5. Sin embargo, antes de la palabra última que ostenta el titular del monopolio de la violencia, todavía apelaremos a las condiciones de legitimidad del poder. Éste será legítimo si se adecua a la lógica democrática: el autogobierno colectivo debe asumir que la opción de participar como ciudadano se le debe a todos los afectados por las decisiones políticas. En este sentido, todo ciudadano español debe poder decidir sobre algo que le desempoderaría democráticamente, pues una secesión le arrebataría para siempre su influencia sobre lo que allí suceda en adelante. Además, sería injusto que abandonasen el compromiso solidario de transferencia de rentas quienes, en detrimento de otros, se beneficiaron económicamente de una planificación estatal. Al contrario, la lógica democrática implica que cuanto más global sea el colectivo mejor será el autogobierno. ¿Por qué? Porque en todo tipo de relaciones, el privilegio de una parte implica enseguida su supremacía frente a la otra y, por ende, abre la puerta a una relación de dominación. En un mundo tan interdependiente como el nuestro, únicamente la cesión de la soberanía popular hacia arriba nos permitiría luchar contra los imperativos económicos que asfixian y maniatan a unos gobiernos más que a otros. Hoy la democracia o es cosmopolita o es deficiente: menos fronteras, sí; pero más, no.

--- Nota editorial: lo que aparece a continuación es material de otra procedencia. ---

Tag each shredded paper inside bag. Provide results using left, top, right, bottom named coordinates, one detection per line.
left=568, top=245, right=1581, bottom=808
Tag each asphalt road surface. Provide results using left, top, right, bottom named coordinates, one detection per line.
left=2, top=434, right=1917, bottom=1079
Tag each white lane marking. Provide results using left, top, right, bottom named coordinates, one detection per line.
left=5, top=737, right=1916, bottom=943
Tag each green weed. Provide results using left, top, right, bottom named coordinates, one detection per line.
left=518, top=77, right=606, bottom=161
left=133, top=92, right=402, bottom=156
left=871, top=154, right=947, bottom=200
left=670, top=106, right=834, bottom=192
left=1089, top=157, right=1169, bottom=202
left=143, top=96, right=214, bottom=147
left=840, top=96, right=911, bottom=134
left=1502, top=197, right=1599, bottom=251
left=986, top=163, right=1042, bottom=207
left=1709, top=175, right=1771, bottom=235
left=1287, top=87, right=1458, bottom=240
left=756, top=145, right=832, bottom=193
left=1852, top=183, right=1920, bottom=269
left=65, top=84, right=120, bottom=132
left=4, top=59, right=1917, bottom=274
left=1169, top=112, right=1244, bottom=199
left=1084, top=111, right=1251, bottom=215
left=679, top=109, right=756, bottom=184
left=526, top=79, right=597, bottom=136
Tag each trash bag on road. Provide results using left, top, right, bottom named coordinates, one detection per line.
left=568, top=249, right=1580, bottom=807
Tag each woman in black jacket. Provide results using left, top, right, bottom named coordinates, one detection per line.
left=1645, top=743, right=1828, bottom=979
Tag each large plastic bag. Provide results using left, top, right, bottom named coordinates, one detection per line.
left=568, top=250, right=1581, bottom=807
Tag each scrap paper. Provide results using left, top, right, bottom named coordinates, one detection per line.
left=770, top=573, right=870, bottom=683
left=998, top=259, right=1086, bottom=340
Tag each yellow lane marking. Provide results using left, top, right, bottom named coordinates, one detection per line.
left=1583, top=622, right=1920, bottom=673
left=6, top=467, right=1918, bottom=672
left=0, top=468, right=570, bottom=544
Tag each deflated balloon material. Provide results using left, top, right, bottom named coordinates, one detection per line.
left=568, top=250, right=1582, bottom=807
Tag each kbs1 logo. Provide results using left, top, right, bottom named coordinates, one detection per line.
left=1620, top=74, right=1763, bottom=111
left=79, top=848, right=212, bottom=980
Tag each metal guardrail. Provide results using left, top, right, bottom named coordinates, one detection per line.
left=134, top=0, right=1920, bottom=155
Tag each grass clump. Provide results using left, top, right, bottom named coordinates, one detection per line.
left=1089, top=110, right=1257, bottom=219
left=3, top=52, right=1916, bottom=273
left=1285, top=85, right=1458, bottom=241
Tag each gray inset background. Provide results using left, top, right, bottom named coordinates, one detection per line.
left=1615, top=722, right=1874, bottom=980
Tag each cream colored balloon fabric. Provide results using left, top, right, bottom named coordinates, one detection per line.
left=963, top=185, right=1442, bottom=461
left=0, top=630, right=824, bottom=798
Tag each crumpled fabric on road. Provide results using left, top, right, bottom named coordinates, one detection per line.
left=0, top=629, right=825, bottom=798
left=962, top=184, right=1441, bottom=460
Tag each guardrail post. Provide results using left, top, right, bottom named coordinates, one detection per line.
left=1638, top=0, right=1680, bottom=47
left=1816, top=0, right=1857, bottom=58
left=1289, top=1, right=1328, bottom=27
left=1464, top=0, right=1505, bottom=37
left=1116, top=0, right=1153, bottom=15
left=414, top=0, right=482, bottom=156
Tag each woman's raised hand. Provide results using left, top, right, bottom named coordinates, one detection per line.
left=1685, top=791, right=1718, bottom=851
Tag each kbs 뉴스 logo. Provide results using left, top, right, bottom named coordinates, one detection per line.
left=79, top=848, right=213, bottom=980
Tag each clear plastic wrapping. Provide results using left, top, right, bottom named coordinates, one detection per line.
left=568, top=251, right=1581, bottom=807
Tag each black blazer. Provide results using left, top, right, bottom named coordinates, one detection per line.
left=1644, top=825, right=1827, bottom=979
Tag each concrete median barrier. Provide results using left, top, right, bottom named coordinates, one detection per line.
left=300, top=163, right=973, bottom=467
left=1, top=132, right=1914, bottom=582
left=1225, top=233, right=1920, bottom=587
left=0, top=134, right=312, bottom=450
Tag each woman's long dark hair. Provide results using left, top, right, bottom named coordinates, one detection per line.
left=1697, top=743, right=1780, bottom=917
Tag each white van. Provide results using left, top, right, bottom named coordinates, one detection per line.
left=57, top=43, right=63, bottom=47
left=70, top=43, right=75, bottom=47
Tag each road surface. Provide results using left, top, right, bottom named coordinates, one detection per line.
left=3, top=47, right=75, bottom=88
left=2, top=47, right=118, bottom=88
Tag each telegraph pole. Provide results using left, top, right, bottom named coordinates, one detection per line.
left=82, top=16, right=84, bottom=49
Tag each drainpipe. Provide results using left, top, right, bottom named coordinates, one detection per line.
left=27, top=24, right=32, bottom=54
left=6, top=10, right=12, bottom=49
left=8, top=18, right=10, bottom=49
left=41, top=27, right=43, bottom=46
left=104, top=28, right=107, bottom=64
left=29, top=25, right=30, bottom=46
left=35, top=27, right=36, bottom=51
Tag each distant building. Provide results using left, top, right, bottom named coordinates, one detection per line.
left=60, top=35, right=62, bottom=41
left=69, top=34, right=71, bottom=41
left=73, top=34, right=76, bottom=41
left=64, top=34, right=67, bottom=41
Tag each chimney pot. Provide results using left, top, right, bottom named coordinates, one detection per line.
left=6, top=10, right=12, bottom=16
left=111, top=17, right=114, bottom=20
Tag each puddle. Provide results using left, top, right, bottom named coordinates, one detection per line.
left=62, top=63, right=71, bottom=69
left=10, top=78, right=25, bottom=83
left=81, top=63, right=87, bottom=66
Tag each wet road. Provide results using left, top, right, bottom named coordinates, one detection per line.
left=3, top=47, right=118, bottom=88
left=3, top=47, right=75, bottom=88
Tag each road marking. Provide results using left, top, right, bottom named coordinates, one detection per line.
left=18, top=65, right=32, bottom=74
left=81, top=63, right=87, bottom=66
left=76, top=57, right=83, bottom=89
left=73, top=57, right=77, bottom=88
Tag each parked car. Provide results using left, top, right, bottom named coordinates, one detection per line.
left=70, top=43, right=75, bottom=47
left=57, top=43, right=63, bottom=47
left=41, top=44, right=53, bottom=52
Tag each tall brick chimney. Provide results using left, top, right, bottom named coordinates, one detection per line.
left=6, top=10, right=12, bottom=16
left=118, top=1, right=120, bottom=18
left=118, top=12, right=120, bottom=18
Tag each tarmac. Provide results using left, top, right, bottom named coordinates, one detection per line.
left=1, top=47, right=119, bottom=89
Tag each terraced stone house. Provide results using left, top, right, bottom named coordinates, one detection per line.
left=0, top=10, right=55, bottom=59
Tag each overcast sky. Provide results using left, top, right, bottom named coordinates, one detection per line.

¿Qué hacer con un referendo de premisas antidemocráticas y que, a menos que otorguemos soberanía a quien no la tiene, sólo sería consultivo? Si se hace política, tal vez podamos un día contar que sus promotores se pegaron un tiro en el pie. Tanto si no hay consulta como si la hay (y al final fueran mayoría, como parece, los que no quieren Estado o lo quieren ambiguamente «dependiente»), no se desembocaría necesariamente en confederación, bilateralidad o asimetría. Por tanto, con un enroque inteligente, este escenario ambiguo parece brindarnos, desde ya, legitimación suficiente para emprender juntos una reforma constitucional. Quizá baste sacrificar dos peones para que el bloque constitucionalista ponga en jaque mate a la crisis institucional. Primero: a muchos parecería colmarles la república (menos funcional que la deteriorada Monarquía, pero de origen más democrático). Nada esencial. Segundo: la definitiva federalización (simétrica, obviamente) del disfuncional «Estado de las autonomías» en una «Federación de estados» reavivaría el Senado y explicitaría por fin las competencias de los nuevos entes soberanos: estados y federación.

Haciendo de la necesidad virtud, el embate nacionalista forzaría la conversión de una dinámica centrífuga en otra centrípeta, donde ya no se trate de sangrar al Estado sino de legislar de consuno, por el interés general. Repartir competencias entre estados y Federación no se hará en función de los agravios sino de la eficacia que presumamos en cada caso (conforme al principio de subsidiariedad), echando mano de la experiencia, del derecho comparado, etc. ¿No es el momento?

Mikel Arteta, Licenciado en Derecho y Ciencias políticas. Doctorando en Filosofía política por la Universidad de Valencia.